Modulation of BRCA1 in response to curcumin appears to be independent of NF-kB inhibition. (A) HCC1806 cells were untreated, treated with 10 μM curcumin or corresponding volume of ethanol for 6 h (6) or 24 h (24), and then lysed for nuclear protein. DNA binding activity of NF-kB was determined for nuclear extracts using NF-kB (p65) Transcription Factor Assay colorimetric kit (Cayman Chemical). Samples were run in duplicate. Fold change of the average of each sample relative to the average of untreated samples was determined; error bars reflect standard deviation between duplicates. Curcumin inhibited NF-kB transcription factor activity in HCC1806 cells. (B) HCC1806 cells were treated with 10 μM curcumin (Curc) or corresponding volume of ethanol (E) for 6 h or 24 h.

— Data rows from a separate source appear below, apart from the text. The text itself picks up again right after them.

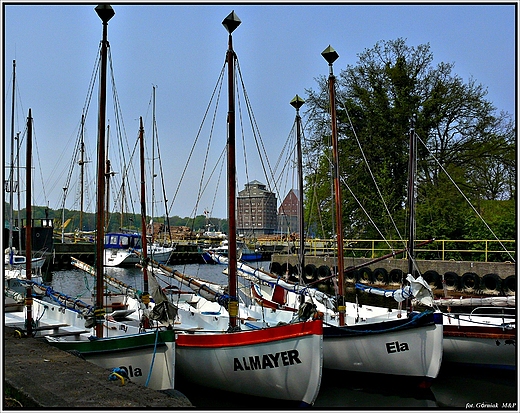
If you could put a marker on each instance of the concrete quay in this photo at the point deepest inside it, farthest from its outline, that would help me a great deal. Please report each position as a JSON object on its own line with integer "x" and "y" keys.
{"x": 38, "y": 375}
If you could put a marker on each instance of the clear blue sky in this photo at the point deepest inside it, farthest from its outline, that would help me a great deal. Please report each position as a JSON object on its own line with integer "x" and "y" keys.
{"x": 181, "y": 49}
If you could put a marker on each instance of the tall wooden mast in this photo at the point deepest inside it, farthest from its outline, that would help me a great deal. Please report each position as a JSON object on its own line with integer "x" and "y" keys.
{"x": 231, "y": 22}
{"x": 105, "y": 13}
{"x": 28, "y": 224}
{"x": 330, "y": 56}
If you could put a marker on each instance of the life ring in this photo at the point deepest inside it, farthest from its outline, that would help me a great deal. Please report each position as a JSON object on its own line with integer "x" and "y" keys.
{"x": 276, "y": 268}
{"x": 287, "y": 269}
{"x": 491, "y": 283}
{"x": 323, "y": 272}
{"x": 509, "y": 284}
{"x": 381, "y": 275}
{"x": 366, "y": 275}
{"x": 395, "y": 276}
{"x": 452, "y": 280}
{"x": 309, "y": 273}
{"x": 470, "y": 281}
{"x": 351, "y": 275}
{"x": 433, "y": 278}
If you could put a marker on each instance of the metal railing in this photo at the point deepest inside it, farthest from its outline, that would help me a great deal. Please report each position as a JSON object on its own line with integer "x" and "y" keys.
{"x": 463, "y": 250}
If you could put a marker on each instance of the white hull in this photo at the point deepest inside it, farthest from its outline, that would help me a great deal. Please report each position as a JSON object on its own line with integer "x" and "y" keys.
{"x": 122, "y": 257}
{"x": 480, "y": 340}
{"x": 414, "y": 352}
{"x": 123, "y": 346}
{"x": 379, "y": 352}
{"x": 19, "y": 261}
{"x": 145, "y": 364}
{"x": 278, "y": 362}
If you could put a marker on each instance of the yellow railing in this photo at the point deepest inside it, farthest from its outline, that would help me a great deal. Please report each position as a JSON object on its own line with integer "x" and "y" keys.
{"x": 475, "y": 250}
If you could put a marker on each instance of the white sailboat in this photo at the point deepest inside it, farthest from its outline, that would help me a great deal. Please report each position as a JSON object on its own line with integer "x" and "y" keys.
{"x": 282, "y": 362}
{"x": 364, "y": 339}
{"x": 148, "y": 355}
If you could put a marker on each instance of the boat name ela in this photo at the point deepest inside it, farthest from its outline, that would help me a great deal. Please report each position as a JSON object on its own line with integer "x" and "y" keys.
{"x": 396, "y": 347}
{"x": 268, "y": 360}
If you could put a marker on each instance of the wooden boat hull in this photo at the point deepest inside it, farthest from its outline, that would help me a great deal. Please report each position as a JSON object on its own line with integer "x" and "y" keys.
{"x": 282, "y": 362}
{"x": 411, "y": 348}
{"x": 147, "y": 358}
{"x": 479, "y": 344}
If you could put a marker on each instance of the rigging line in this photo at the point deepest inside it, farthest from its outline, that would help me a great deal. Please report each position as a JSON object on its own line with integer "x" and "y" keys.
{"x": 219, "y": 82}
{"x": 249, "y": 198}
{"x": 286, "y": 145}
{"x": 219, "y": 177}
{"x": 254, "y": 126}
{"x": 93, "y": 77}
{"x": 206, "y": 156}
{"x": 120, "y": 128}
{"x": 343, "y": 180}
{"x": 465, "y": 197}
{"x": 39, "y": 164}
{"x": 210, "y": 176}
{"x": 257, "y": 136}
{"x": 375, "y": 183}
{"x": 162, "y": 178}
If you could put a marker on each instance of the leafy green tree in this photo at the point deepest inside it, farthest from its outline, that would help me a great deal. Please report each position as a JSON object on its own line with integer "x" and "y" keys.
{"x": 458, "y": 133}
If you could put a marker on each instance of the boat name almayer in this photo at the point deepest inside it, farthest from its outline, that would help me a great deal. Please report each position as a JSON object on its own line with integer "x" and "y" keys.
{"x": 284, "y": 358}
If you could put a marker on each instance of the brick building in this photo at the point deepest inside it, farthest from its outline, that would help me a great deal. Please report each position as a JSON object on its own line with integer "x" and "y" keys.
{"x": 256, "y": 210}
{"x": 288, "y": 213}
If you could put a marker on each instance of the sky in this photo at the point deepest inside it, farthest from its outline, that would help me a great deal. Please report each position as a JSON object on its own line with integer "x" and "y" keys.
{"x": 180, "y": 50}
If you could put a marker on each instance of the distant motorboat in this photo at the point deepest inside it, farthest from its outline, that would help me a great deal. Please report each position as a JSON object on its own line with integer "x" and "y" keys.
{"x": 121, "y": 247}
{"x": 18, "y": 261}
{"x": 244, "y": 252}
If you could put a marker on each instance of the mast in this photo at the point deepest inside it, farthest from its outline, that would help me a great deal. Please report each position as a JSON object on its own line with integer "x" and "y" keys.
{"x": 28, "y": 224}
{"x": 11, "y": 172}
{"x": 18, "y": 190}
{"x": 153, "y": 166}
{"x": 81, "y": 173}
{"x": 330, "y": 56}
{"x": 143, "y": 206}
{"x": 231, "y": 22}
{"x": 105, "y": 13}
{"x": 297, "y": 103}
{"x": 108, "y": 173}
{"x": 411, "y": 196}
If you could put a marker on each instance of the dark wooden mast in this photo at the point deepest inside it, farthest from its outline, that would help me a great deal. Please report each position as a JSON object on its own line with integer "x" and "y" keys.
{"x": 411, "y": 197}
{"x": 297, "y": 103}
{"x": 231, "y": 22}
{"x": 28, "y": 224}
{"x": 105, "y": 13}
{"x": 144, "y": 241}
{"x": 331, "y": 55}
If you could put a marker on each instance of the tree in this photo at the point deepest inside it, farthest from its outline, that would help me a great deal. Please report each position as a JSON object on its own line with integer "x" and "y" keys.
{"x": 457, "y": 128}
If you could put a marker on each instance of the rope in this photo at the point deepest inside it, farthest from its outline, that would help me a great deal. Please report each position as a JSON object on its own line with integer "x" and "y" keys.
{"x": 413, "y": 321}
{"x": 153, "y": 357}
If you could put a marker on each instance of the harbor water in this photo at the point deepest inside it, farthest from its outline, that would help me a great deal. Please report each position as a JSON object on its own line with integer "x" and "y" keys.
{"x": 456, "y": 387}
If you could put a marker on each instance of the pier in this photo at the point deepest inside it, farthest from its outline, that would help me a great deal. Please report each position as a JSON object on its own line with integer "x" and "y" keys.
{"x": 38, "y": 375}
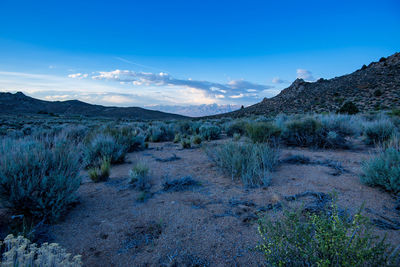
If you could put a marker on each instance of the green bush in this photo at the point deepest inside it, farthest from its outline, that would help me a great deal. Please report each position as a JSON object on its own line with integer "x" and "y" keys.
{"x": 100, "y": 174}
{"x": 310, "y": 132}
{"x": 251, "y": 163}
{"x": 126, "y": 137}
{"x": 236, "y": 127}
{"x": 378, "y": 131}
{"x": 349, "y": 108}
{"x": 263, "y": 132}
{"x": 19, "y": 251}
{"x": 39, "y": 178}
{"x": 177, "y": 138}
{"x": 185, "y": 143}
{"x": 209, "y": 132}
{"x": 325, "y": 239}
{"x": 139, "y": 175}
{"x": 100, "y": 147}
{"x": 160, "y": 133}
{"x": 383, "y": 170}
{"x": 196, "y": 140}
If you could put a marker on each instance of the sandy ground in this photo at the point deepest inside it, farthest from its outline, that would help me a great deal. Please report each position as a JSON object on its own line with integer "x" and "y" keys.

Total protein lysates (50 μg) were immunoblotted for phosphorylated and total p65 NF-kB. Curcumin inhibited phosphorylation of p65 NF-kB consistent with inhibition of NF-kB function. (C) HCC1806 cells were treated with 10 μM of IKK inhibitor wedelolactone (Wedelo) or corresponding volume of solvent DMSO for 6 h or 24 h. Total protein lysates (50 μg) were immunoblotted for phosphorylated and total BRCA1. In contrast to curcumin, wedelolactone did not induce phosphorylation of S988 on BRCA1 or expression of total BRCA1, suggesting that modulation of BRCA1 may occur independently of IKK inhibition.

Curcumin promotes cell death of triple negative breast cancers. (A) Triple negative MDA468, HCC1806, and HCC1937, and ER+/HER2-over-expressing BT474, HER2-over-expressing SKBR3, ER+ MCF7, and non-transformed MCF12A cells were treated with 5, 10, or 20 μM curcumin for 72 h. Control cells were treated with ethanol corresponding to the highest dose of curcumin, since curcumin is dissolved in ethanol. Surviving cells were counted by trypan blue exclusion. For each treatment group, cell viability is shown as a percentage of the ethanol control group per line. Experiments were done in duplicate or triplicate at least twice. Error bars represent standard deviation between replicates. In comparison to MCF12A non-transformed mammary epithelial cells, curcumin inhibited viability of all cancer lines (^**p < 0.005 at 10 μM and 20 μM). (B) Results from the experiment in (A) are shown for the 10 μM curcumin dose for comparison of triple negative breast cancer (TNBC) and non-TNBC cells. TNBC cells HCC1806 and HCC1937 showed statistically significant (^**p < 0.007) higher sensitivity to curcumin versus non-TNBC lines. MDA468 cells showed a trend of being slightly more sensitive to curcumin than non-TNBC cells, although this difference was not statistically significant (p = 0.16, p = 0.14, p = 0.06, respectively for MDA468 versus MCF7, SKBR3, BT474). (C) Cells were treated with ethanol, E, corresponding to highest dose of curcumin, 5 μM curcumin, or 15 μM curcumin for 24 h. Total lysates (50 μg) were immunoblotted for PARP and actin. HCC1806 and MDA468 showed significant cleavage of PARP consistent with induction of apoptosis within 24 h of curcumin treatment. MCF12A cells did not show evidence of PARP cleavage in response to curcumin, consistent with trypan blue results in (A) which demonstrate that MCF12A non-transformed mammary epithelial cells are not sensitive to curcumin at these doses and time points. (D) HCC1806 and MDA468 cells were treated with ethanol, E, as a control or 10 μM curcumin for 6 or 24 h. Total lysates (50 μg) were immunoblotted for survivin and actin. Curcumin suppressed expression of the anti-apoptotic protein survivin within 24 h, consistent with induction of apoptosis.